Another safety concern is cutting standing trees. Mulchers capable of lifting the head and cutting trees from the top down are a safer option when larger standing trees need to be mulched.
Excavator mounted mulchers can be used on steeper slopes, greater than 30%, or where it is important to minimize soil compaction. The excavator does not need to travel everywhere it is mulching, which is an advantage over the other machine forms. This style of mulcher is safer where larger standing trees are being mulched.
Deciding which mulcher should be used is a matter of the number and size of standing trees need to be cut and the slope. Mulching of larger pieces, greater than 3 inches in diameter, should be minimized to retain coarse woody debris and to optimize efficiency.
There are certain treatment factors that can affect the cost of treatments. Some key things to consider are:
Applications of forestry mulching
Right-of-way clearing and maintenance: Forestry mulching is used in the right-of-way clearing and maintenance for roads, highways, pipelines, and other service lines. This process often requires complete removal of standing trees, stumps, and vegetation.
Land clearing: Forestry mulchers can be used in commercial and residential land clearing projects such as site preparation and development, cutting and clearing brush, nature and recreational trail and seismic exploration.
Wetlands and riparian habitat conservation: Forestry mulching has become popular among nonprofit riparian conservation organizations, government agencies, hunt clubs, and private landowners in attempts to maintain habitats for pheasants, doves, elk, deer, and various other animals. Maintaining an animal habitat encompasses several different aspects: food, water, shelter, and space, and there are many products that can help reclaim and maintain wildlife habitats for these animals.
- Food: Forestry mulchers and forestry mowers are often used for removing underbrush and invasive species, such as buckthorn and multiflora rose, to allow the rejuvenation of grasses and other eating sources.
- Water: Forestry mulchers and tree shears can be used to restore water source access that has been blocked due to tree and understory growth, allowing animals to access the water.

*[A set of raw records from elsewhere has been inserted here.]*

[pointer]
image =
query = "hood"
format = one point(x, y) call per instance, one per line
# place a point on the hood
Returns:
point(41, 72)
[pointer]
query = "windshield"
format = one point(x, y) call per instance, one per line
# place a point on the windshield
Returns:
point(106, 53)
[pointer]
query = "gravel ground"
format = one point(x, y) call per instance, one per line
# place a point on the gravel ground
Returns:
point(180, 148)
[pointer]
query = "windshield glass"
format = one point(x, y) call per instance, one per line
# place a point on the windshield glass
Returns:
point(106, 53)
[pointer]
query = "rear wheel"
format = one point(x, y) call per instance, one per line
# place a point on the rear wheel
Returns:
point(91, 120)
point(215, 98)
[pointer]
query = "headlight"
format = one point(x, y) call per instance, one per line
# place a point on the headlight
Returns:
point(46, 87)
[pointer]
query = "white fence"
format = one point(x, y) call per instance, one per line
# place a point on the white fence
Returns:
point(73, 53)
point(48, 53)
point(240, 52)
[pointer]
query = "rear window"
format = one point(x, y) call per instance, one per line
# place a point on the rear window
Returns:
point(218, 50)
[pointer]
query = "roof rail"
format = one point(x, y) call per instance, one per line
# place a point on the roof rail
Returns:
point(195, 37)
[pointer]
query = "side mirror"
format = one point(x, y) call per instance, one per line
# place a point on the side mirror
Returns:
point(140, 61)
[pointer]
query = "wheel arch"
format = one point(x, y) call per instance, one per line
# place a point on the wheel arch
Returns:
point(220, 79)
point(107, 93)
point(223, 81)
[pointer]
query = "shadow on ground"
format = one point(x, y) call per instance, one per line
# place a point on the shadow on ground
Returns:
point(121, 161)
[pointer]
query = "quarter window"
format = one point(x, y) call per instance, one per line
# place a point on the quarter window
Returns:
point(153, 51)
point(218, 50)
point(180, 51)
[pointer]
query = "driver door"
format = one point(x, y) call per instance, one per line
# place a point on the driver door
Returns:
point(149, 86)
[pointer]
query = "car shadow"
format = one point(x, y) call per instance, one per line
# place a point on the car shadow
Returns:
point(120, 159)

- Shelter and space: Mulching can remove invasive underbrush that prevents the growth of the grasses required by certain animals for shelter, breeding, escaping the summer heat, and protecting themselves from cold temperatures.
Invasive species control
Some common invasive plants such as tamarisk (salt cedar), Pinyon-juniper (pj), Russian olive, Juniperus virginiana, buckthorn, and multiflora rose can invade a natural habitat, soak up a tremendous amount of ground water, and need to be removed to reestablish the native habitat or to preserve the water table. Invasive insects such as pine beetles can also devastate forests, leaving behind rotting trees with diminishing timber value and that may become falling hazards if they lose their ability to stand up against wind.
Wildfire prevention and management
- Proactive mulching: Mulching reduces the potential for wildfires by eliminating small leafy plants, fallen or rotten trees, and other fuel sources. If left untreated, these fuel loads increase potential for fire, increase the heat intensity, and serve as fire ladders that enable fire to elevate quickly to the tops of trees which is where a fire can spread most quickly. Mulching can also be used to create a coarse grind finish that can create a more ideal controlled burn.
- Reactive mulching: In addition to proactive thinning of vegetation to mitigate fire fuels, forestry mulching can be used for reactive cutting of lines on active fires. Larger forestry mulchers leave minimal cleanup requirements and can help reduce the overall costs of active fire mitigation.
- Cleanup: After the fire is out and cleanup efforts are under way, tracked forestry mulching machines, mulching attachments, and an excavator with a mulching attachment can provide a top layer of mulch to prevent soil erosion on slopes and minimize water pollution.